Ninth, I take full responsibility for starting the present situation with stop signs.  Contrary to what some may think, we on the City Council do not stay awake at nights contemplating new locations for stop signs.  My original agenda item was to return a stop sign to a location from which it had been removed improperly—at the request of a citizen of Ely.  That action has led to several other citizens asking for stop signs to be installed or removed.  I appreciate the recent direction to solicit input from the Sheriff’s Department concerning the future disposition of traffic signs within the city; however, I reserve the right to represent the interests of my constituents.

Tenth, as to the allegation the members of the present City Council have “too many personal interests,” and while the author admits that “it’s not always a bad thing,” I would observe that all of the preceding issues have more than occupied the majority of my efforts during my tenure on the City Council; I would like to state my personal interest is in doing the best job I can in accordance with the afore-referenced oath of office.  As such, I look forward to resolving the situation with the railroad, proceeding with the best course of action concerning the present city hall, and focusing on what I feel presents the most serious issue confronting us: economic development and diversification.  As much as I am alarmed at the other issues raised here, no issue concerns me as much as a statistic I recently heard: it costs our mines $4.25 to produce a pound of copper, but per the Ely Times it sells only for about $2.75 a pound (ibid. page 2-A).  There we have an issue upon which I would hope everyone can agree: without serious, timely attention to our economic position, no tourist attractions—whether the railroad, our abundant hunting and growing fishing opportunities, or our gateway status to Great Basin National Park—will mitigate the financial catastrophe which will befall this community when it can no longer rely on mining.

The “bottom line” according to the author is that the City Council should get back to the business of Ely.
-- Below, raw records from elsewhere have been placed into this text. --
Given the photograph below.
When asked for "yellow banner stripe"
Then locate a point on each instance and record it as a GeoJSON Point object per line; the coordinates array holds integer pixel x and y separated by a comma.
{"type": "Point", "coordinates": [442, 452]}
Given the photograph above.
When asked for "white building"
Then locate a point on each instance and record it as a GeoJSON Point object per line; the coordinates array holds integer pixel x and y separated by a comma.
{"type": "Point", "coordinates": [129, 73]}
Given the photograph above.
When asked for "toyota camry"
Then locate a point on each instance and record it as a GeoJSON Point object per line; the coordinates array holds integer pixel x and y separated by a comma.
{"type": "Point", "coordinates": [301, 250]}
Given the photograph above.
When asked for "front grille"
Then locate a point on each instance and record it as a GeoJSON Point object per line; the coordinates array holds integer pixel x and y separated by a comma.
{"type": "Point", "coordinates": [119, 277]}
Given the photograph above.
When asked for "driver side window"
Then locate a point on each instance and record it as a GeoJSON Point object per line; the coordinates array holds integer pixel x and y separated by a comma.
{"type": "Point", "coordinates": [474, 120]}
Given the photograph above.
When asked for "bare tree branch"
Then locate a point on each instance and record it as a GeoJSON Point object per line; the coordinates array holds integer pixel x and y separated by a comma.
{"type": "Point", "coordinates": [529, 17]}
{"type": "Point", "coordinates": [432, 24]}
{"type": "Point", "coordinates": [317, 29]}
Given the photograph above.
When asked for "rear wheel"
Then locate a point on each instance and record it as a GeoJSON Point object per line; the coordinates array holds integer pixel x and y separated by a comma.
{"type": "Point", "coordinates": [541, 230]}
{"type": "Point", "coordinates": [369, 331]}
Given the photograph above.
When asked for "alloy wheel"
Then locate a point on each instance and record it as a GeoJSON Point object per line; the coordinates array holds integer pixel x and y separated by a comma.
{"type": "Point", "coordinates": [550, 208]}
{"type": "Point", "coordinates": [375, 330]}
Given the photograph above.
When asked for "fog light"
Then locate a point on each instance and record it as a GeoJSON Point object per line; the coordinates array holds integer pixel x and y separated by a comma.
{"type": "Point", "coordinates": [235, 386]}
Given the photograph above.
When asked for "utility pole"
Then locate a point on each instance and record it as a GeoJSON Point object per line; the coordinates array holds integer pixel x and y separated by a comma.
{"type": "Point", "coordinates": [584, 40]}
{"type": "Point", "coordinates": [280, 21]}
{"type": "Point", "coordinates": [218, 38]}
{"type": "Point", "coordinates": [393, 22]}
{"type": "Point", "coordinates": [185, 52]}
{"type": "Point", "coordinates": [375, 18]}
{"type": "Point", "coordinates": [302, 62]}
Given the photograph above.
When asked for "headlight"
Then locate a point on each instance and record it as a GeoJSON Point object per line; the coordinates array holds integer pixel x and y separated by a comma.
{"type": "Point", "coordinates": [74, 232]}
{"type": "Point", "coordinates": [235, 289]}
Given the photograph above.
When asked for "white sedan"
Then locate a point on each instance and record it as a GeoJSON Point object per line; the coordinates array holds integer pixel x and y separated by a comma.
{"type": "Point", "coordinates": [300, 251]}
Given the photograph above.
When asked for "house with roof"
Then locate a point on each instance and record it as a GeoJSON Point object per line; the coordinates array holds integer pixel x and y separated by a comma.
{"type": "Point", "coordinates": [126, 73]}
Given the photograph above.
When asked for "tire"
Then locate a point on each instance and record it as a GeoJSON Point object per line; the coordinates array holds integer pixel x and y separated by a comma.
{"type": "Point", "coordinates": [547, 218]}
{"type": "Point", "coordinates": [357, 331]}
I feel that represents exactly what the present City Council has been doing.  I also feel the Ely Times should get back to its bottom line of “serving White Pine County (since 1920)” as its masthead proudly proclaims. I know of no reputable newspaper which fails to intone its opinion as it sees fit, which falls within its right and indeed its obligation to its readers; but I also know of no reputable newspaper that neglects from the point of fairness to at least attempt to present the opposing sides of an issue.   There was no effort made to present a fair and reasonably unbiased assessment of the performance of the current City Council in its 3 April Op/Ed piece “point of view.” It is my “point of view” that the Ely Times has, sadly, utterly failed to “serve the needs of White Pine County.” Rather, it has taken the position of serving the needs of those who believe that the railroad is the single most important thing in Ely.  I disagree. While the railroad represents a tremendous investment of time and love on the part of many, many devoted volunteers it does not represent the most important thing in or about Ely, it is only one of many desirable aspects of Ely and the disproportionate amount of attention it has required from the City Council has not helped the long-term future and wellbeing of Ely. To ignore the railroad’s continued financial and management difficulties or pretend they are not as serious as the forensic investigation states is to court inevitable and impending disaster.  But then, “a man hears what he wants to hear and disregards the rest.”

Publisher’s Note:  The opinion expressed in the 4/3/15 Point of View was my personal opinion and not necessarily the opinion of the Ely Times.